Study finds doctors differ on government monitoring of opioids

Physicians who work in emergency rooms generally are more supportive of prescription monitoring programs than doctors in other specialties, a new Georgia State University study reports.

The study, led by Eric Wright, a GSU professor of sociology and public health, comes at a time where opioid addiction has spread in Georgia and other states.

Wright

States have installed prescription drug monitoring programs to reduce the abuse of opioid medications and other controlled substances and to halt “doctor shopping” by patients, where they obtain drugs, often narcotic painkillers, from multiple physicians.

PDMPs collect, monitor and analyze electronically transmitted prescribing and dispensing data submitted by pharmacies and medical providers.

The GSU study concluded that doctors who have “higher levels of professional status,” who are older, and who prescribe more opioids are more likely to have concerns about such government intervention in the practice of medicine.

Besides ER physicians, other doctors who perceive higher rates of medication misuse in their patient rolls also are more supportive of monitoring, the researchers found.

Wright’s study was derived from a survey of Indiana physicians in late 2013, in response to that state’s monitoring program. More than 2,400 physicians completed the survey. Wright worked in Indiana at the time of the survey.

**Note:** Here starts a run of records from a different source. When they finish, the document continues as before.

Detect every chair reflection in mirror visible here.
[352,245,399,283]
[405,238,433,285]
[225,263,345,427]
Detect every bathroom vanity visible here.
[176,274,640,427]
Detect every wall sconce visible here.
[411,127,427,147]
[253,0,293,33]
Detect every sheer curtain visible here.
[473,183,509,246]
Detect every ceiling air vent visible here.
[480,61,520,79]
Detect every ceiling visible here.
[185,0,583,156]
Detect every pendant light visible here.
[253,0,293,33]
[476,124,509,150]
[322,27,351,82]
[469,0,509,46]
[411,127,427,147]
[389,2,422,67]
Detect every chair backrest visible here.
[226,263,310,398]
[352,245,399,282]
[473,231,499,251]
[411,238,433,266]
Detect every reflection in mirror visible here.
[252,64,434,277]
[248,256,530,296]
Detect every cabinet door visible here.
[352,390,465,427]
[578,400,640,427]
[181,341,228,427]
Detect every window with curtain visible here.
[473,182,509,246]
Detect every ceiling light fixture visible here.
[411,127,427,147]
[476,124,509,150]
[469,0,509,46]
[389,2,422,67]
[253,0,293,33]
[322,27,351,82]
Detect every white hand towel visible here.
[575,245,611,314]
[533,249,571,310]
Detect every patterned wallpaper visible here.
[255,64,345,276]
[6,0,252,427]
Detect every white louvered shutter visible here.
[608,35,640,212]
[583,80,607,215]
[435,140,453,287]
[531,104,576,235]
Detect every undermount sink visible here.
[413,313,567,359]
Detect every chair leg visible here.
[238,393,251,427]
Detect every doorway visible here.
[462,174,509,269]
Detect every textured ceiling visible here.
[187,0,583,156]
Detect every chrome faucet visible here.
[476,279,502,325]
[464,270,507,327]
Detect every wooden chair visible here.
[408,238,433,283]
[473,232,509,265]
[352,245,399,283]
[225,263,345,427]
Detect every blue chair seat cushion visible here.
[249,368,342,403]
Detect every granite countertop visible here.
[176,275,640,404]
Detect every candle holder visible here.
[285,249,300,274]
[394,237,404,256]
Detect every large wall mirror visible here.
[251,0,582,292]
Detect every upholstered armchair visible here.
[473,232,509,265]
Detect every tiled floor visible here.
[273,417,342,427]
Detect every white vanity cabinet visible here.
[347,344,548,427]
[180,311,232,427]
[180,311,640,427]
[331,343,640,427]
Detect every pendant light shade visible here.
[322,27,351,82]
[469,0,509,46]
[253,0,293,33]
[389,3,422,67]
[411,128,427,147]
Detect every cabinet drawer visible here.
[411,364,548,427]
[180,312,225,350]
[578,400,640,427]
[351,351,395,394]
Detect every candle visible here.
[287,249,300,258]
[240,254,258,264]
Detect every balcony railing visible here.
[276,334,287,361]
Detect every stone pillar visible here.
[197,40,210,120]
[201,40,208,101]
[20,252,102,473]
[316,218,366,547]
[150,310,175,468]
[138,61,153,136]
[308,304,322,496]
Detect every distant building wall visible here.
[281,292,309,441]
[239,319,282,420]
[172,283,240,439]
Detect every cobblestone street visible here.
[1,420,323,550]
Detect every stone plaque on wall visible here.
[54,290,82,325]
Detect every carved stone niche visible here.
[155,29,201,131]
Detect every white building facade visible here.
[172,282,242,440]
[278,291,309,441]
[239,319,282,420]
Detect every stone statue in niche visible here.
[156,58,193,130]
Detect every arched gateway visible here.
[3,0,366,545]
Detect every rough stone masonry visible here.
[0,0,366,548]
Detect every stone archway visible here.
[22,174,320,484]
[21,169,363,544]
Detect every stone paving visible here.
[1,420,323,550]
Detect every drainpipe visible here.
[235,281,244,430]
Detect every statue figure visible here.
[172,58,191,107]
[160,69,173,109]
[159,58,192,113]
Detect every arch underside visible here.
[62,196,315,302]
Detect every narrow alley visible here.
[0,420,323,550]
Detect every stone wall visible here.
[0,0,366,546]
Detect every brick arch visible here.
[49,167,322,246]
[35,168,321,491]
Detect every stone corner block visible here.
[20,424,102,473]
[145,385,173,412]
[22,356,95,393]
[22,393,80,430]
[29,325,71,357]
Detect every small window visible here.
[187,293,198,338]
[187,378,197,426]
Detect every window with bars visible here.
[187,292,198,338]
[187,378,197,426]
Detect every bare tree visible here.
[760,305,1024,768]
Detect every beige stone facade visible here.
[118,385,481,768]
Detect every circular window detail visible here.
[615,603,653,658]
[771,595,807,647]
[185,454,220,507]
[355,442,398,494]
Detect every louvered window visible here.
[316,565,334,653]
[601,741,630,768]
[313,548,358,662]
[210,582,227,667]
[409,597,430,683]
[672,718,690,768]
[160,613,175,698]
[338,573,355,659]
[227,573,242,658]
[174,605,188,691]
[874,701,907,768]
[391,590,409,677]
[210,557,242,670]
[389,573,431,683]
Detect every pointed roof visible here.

States launched PDMPs to better understand the growing prescription drug epidemic, to identify patients who may be abusing drugs, and to monitor inappropriate prescription practices.

Much focus from lawmakers and the public recently has centered on opioids, such as prescription painkillers, heroin and fentanyl, along with synthetic variations.

Every day, 91 Americans die from opioid overdoses. That adds up to more than 33,000 people in 2015, or four times as many such overdose deaths as in 1999.

That same year, 88 percent of drug overdose deaths in Georgia were due to opioids. The CDC’s most recent count shows that 1,302 Georgia residents died due to overdose in 2015.

ER doctors “are the one most affected by the epidemic,’’ Wright told GHN this week.

“Physicians, depending on their position, have different attitudes.”

The GSU study found that across specialties, most doctors who responded to the survey indicated support for law enforcement access to prescription databases. But they felt such access should require a warrant or other court order designed to support the investigation of a specific case, rather than blanket access to prescription data, the researchers said.

Meanwhile, doctors face a dilemma in how to prescribe medications in managing a patient’s pain. An estimated 100 million adults in the United States suffer with chronic pain, the study said.

Wright said physicians “are trying to deal with pressure from society on dealing with pain. A lot of physicians I’ve talked to say they have difficulty sorting out when opioids are necessary.”

The findings are published in the paper in the journal Socius: Sociological Research for a Dynamic World.

Georgia’s General Assembly earlier this year passed legislation that shifts administration of the state’s PDMP from the Georgia Drugs and Narcotics Agency to the Georgia Department of Public Health and imposes new requirements on prescribers.

The Medical Association of Georgia’s president, Dr. Steven M. Walsh, said in a statement about the GSU study that his organization “believes that physician attitudes surrounding the state’s prescription drug monitoring program will become more uniform across specialties as the system becomes more seamless and reliable.”

MAG consequently believes that the General Assembly should allocate more resources to the state’s PDMP, Walsh said.

Other authors of the study are Neal A. Carnes, a sociology student at Georgia State, Wyndy Greene Smelser, principal at WGS Consulting, and Ben Lennox Kail, an assistant professor of sociology at Georgia State.